Year | Share buybacks (billions) | Dividends (billions) |
---|---|---|
2022 (until June 30) | $501 | $278 |
2021 | 882 | 511 |
2020 | 520 | 483 |
2019 | 729 | 485 |
2018 | 806 | 456 |
The inconvenients. Politicians as disparate as Sen. Elizabeth Warren (D-Mass.) and Marco Rubio (R-Fla.) have tried to discourage buyouts. Critics hope to spur companies to invest more in their operations, thereby generating new jobs.
While some studies highlight the positive aspects of buyouts, others conclude that shareholders often benefit more from alternative uses of cash. Greg Milano, CEO of Fortuna Advisors, an investment advisory firm, explains that Fortuna has discovered over the past 12 years that, on average, companies that have increased their earnings per share through investment in operations have generated two times the stock price gain of companies that rose by-share earnings through buybacks. Dividend payouts also resulted in slightly higher returns than redemptions.

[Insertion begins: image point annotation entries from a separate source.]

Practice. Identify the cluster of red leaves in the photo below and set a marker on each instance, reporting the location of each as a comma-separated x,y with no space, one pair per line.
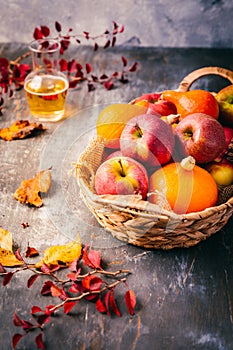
79,285
13,73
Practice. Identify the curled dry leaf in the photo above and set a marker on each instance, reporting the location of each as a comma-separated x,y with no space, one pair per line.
61,254
7,257
20,130
29,190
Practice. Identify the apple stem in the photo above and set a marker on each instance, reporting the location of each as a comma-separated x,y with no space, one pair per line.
122,169
188,163
139,130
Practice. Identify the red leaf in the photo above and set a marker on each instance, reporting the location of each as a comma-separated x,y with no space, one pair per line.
35,310
96,46
106,300
37,34
107,44
27,325
55,291
16,338
92,283
88,68
17,320
113,41
7,278
69,306
18,255
113,304
100,306
45,268
108,85
39,341
42,319
130,300
121,29
45,30
46,288
30,252
63,65
58,26
31,280
91,258
124,60
2,269
134,67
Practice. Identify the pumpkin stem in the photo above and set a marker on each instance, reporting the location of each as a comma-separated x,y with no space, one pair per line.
188,163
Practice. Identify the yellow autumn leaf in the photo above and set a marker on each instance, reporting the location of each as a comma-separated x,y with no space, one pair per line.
7,257
61,254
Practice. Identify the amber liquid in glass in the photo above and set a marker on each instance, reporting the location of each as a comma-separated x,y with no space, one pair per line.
46,96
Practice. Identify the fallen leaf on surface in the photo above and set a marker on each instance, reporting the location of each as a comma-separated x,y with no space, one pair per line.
20,130
61,254
7,257
29,190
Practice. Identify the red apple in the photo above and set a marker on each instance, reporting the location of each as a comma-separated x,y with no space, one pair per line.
225,102
156,105
222,172
201,136
121,176
228,136
147,139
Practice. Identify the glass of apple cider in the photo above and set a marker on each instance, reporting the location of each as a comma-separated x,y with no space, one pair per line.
46,87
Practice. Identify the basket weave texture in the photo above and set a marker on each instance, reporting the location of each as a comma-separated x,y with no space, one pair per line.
141,223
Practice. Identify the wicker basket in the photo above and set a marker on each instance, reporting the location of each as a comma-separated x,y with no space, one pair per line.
144,224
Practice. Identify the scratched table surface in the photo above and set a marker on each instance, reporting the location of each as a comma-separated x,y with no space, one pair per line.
184,296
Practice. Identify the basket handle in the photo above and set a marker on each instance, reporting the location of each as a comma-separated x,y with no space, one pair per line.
198,73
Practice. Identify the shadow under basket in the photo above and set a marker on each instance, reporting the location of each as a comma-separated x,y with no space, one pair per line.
141,223
144,224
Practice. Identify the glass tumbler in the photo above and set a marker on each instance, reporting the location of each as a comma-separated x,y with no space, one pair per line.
46,87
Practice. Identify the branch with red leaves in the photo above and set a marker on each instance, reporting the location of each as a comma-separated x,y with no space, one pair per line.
13,73
87,285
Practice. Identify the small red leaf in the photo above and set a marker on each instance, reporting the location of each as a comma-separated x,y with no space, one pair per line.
17,320
42,319
92,283
106,300
100,306
30,252
58,26
107,44
91,258
96,46
7,278
113,41
31,280
130,300
16,338
88,68
37,34
18,255
55,291
134,67
124,60
2,269
45,30
113,304
39,341
35,310
108,85
46,288
69,306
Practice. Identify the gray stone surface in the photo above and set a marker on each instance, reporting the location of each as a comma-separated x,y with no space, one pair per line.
156,23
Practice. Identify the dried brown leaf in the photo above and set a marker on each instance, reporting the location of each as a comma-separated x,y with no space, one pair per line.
20,130
29,190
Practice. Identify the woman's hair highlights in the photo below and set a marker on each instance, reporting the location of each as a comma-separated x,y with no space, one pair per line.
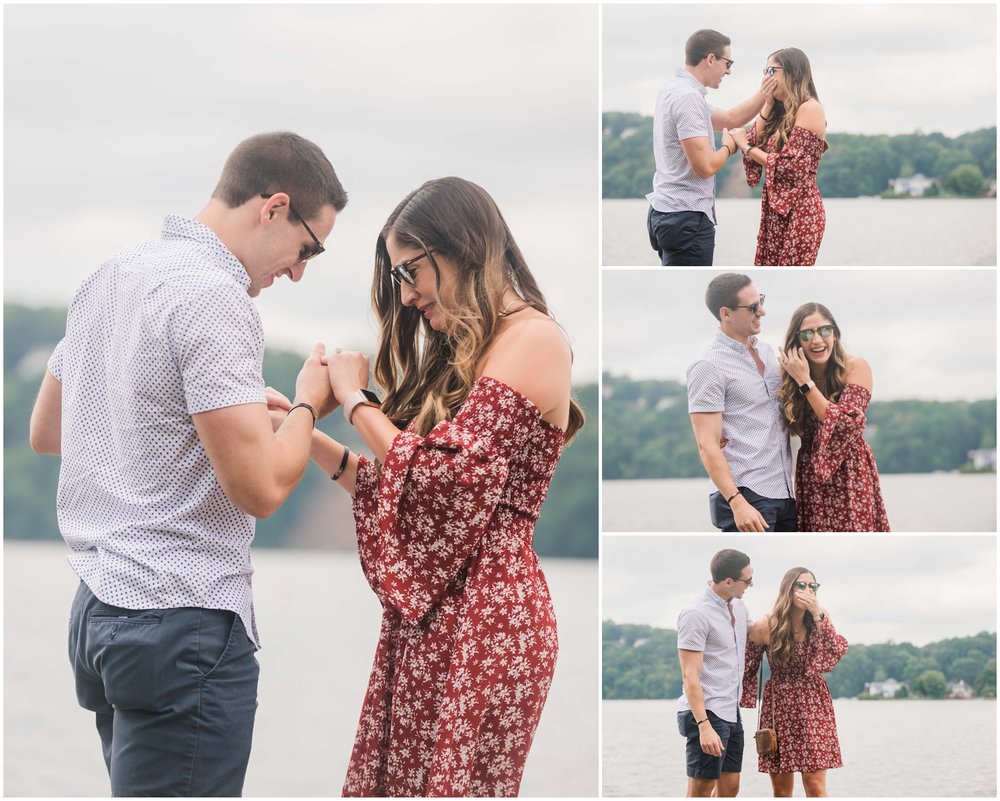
782,637
427,373
799,87
795,403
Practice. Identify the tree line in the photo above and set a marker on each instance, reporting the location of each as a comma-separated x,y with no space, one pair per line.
647,432
856,165
568,525
640,662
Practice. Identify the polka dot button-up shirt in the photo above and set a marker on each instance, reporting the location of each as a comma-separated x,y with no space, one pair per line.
162,331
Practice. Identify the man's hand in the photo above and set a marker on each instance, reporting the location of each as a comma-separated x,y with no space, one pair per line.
793,361
312,385
746,516
709,738
739,137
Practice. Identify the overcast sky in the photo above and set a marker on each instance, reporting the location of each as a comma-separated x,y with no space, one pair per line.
117,115
878,68
927,334
916,589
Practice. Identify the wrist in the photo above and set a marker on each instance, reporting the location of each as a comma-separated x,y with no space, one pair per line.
360,397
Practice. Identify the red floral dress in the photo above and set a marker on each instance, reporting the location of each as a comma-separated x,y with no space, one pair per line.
803,709
468,642
792,217
836,481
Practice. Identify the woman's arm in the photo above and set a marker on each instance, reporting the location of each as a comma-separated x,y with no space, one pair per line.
533,357
348,373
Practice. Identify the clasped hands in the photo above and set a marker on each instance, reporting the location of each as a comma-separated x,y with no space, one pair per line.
324,382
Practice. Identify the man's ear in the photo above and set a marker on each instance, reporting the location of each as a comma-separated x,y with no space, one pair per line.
277,203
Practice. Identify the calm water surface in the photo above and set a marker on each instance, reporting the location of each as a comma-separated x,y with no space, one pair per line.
319,622
897,749
859,231
943,502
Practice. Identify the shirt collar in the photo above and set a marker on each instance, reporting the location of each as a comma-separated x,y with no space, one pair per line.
722,338
176,227
682,73
715,598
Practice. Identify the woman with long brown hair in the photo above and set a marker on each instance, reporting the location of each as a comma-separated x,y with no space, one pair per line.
786,142
476,410
801,645
826,392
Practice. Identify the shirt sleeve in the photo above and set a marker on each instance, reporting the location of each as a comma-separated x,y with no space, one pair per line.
706,388
842,427
692,630
219,348
54,365
420,517
826,649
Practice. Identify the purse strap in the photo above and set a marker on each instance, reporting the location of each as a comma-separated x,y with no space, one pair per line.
760,696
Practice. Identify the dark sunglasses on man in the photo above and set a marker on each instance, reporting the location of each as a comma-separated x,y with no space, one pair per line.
307,251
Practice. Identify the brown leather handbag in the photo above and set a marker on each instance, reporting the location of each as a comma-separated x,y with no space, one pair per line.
766,739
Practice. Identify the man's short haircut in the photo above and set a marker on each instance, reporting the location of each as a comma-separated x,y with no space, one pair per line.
703,42
723,291
281,162
728,563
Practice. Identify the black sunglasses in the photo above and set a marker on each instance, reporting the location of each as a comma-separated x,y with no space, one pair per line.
806,334
306,252
402,274
753,307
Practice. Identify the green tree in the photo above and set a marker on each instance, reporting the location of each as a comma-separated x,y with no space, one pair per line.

And Milano warns that despite the hype, many buyouts don’t end up giving investors a bigger stake in a company because companies often issue more stock in stock-based compensation plans than they do. don’t buy it back. Worse still, investors have been burned by companies that have spent billions on buyouts instead of cleaning up their balance sheets or investing in their businesses to protect against downturns, as some airlines have done recently, per example. (For more on airlines, see Why airline stocks are bad business)
How to cash out. Investors who still want to take advantage of buyback programs should follow three principles, experts say. The stocks mentioned below provide good examples.
Avoid dilution. Don’t jump at every takeover announcement. Check to see if the total number of shares in the company is actually decreasing, thereby increasing your stake in the company, advises Faber. You can look up a company’s outstanding shares in its Securities and Exchange records, or you can find its most recent share count on websites such as Yahoo Finance and YCharts. A good example is McKesson (MCK (opens in a new tab)), says Faber, whose investment company owns the shares. The drug and medical supplies distributor has cut its stock count by 7% in the past year, and over the past five years the stock price has doubled.
Look for price discipline. Successful buyers, like successful investors, should buy low. Buffetts Berkshire Hathaway (BRK.B (opens in a new tab)), sitting on more than $100 billion in cash, buys back its own shares when the price falls below what Buffett calls its “intrinsic value.” Morningstar industry strategist Greggory Warren notes that the company has repurchased $58 billion of its common stock since 2019, cutting its stock count by about 10%. Warren, a Berkshire bull, thinks the company is focused on shrinking its long-standing cash hoard through a combination of stock purchases and share buybacks.
Bet on healthy companies. Fortuna’s Milano says the companies most likely to have high long-term returns on their takeovers have strong balance sheets and, ideally, are less vulnerable than other companies to economic or commodity cycles. A company at the top of his list: Apple (AAPL (opens in a new tab)). Since the start of 2021, Apple has repurchased more than $200 billion of its stock, reducing its stock count by about 5%. During this period, the stock gained about 6%, excluding dividends, compared to a loss of 3% for the S&P 500 index. According to Howard Silverblatt, principal index analyst for S&P Dow Jones Indices, “Apple is the headliner of takeovers”.